(Bloomberg) -- China is censoring crowd-sourced documents tallying the number of mortgage boycotts spreading across the country, potentially hampering a key source of data for global investors and researchers tracking the property crisis.
Shared files managed on platforms including China’s Quora-equivalent Zhihu Inc. and on sites like Kdocs and Wolai have been banned following reports that the number of homebuyers refusing to pay mortgages surged in a span of days. GitHub, a popular file-sharing site for coders, remains as a source for people to post documents.
The file sharing has provided a key battleground for homeowners who are shunning mortgage payments for apartments that haven’t been built on time. The information also offered a gauge for global investors and banks from Nomura Holdings Inc. to Citigroup Inc. to measure the scale of the unfolding protests.
Lenders have said the bad housing loans are controllable. But the spike in incidents is fueling concerns that the property troubles -- which have largely centered on developers following a government crackdown on excess leverage -- will engulf big banks and China’s middle class, who have an estimated 70% of wealth stored in real estate.
“This is a political protest,” Diana Choyleva, chief economist at Enodo Economics, said in an interview on Bloomberg Television. “It’s not going to be a banking crisis, they are not there.
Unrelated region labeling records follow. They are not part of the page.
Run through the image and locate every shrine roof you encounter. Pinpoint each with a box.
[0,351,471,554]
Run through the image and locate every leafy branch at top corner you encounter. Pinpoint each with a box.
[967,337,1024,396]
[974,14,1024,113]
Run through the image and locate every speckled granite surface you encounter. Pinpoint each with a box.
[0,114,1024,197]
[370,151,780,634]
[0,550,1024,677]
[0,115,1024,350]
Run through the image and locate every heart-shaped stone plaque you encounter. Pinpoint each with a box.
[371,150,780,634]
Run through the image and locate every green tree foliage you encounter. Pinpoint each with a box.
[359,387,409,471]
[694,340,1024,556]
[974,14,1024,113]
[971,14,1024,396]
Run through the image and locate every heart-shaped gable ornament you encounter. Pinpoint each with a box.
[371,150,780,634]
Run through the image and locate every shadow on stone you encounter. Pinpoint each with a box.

But it a crisis potentially of confidence and one that the Chinese Communist Party fears tremendously.”
Information shared on the platforms included names of projects that were stalled, and images of letters from homebuyers declaring that they refused to pay. GitHub’s page on the topic was starred, or bookmarked, by more than 14,000 users.
Homebuyers complained that their social media accounts on TikTok’s Chinese cousin Douyin and the Twitter-like Weibo have also been banned. Some buyers who asked not to be named said they were contacted by police.
Posts on WeChat and Weibo containing snapshots of charts tallying mortgage boycotts or project delays were deleted. Among them was a July 13 analysis by property researcher China Real Estate Information Corp. which showed homebuyers stopped mortgage payments on at least 100 projects in more than 50 cities.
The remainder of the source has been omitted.